I had 3rd degree tear after the birth of my first son in July 2008. I discovered at my 6 week check up that I had some granulation tissue in my vagina that had formed around the stitches. At that time, the midwife applied some silver nitrate to remove it (ouch!).

However, at 6 months post partum, I still have the tissue and, after seeing a gynecologists as per the midwife's suggestion, the doctor says it is "quite large" and would take many silver nitrate applications to remove.

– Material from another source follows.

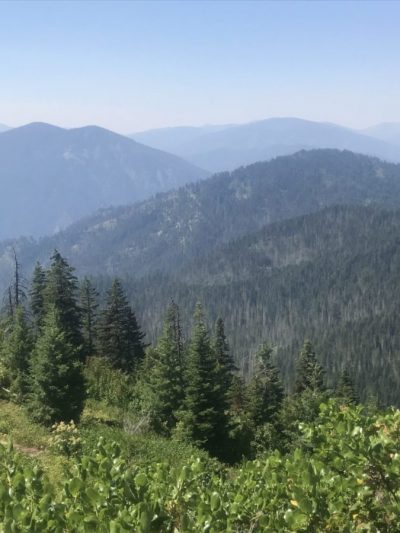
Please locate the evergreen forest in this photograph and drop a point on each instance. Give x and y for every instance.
(105, 430)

And that might not even work.

The doctor also suggested surgery to have it removed, an excision basically. I am seriously considering this as I have continuous discharge as a result of the tissue, and occasionally a dull ache in my vagina from it.

I am wondering if anyone else on this forum can speak to their experience with surgery to excise granulation tissue after birth. Specifically, how uncomfortable is the procedure and how long is the recovery?

Thank you in advance for your responses.

Jen, mother to Ronan, DOB: 07/14/2008/


----------



## heatherweh

I'm so sorry for your pain Jen.







I had an episiotomy that didn't heal properly and required application of silver nitrate at my post-partum visit- ouch is right. But that did clear up any unhealed tissue so I didn't require any surgery. If it were going to continue to bleed and bother me I would have gotten the surgery though.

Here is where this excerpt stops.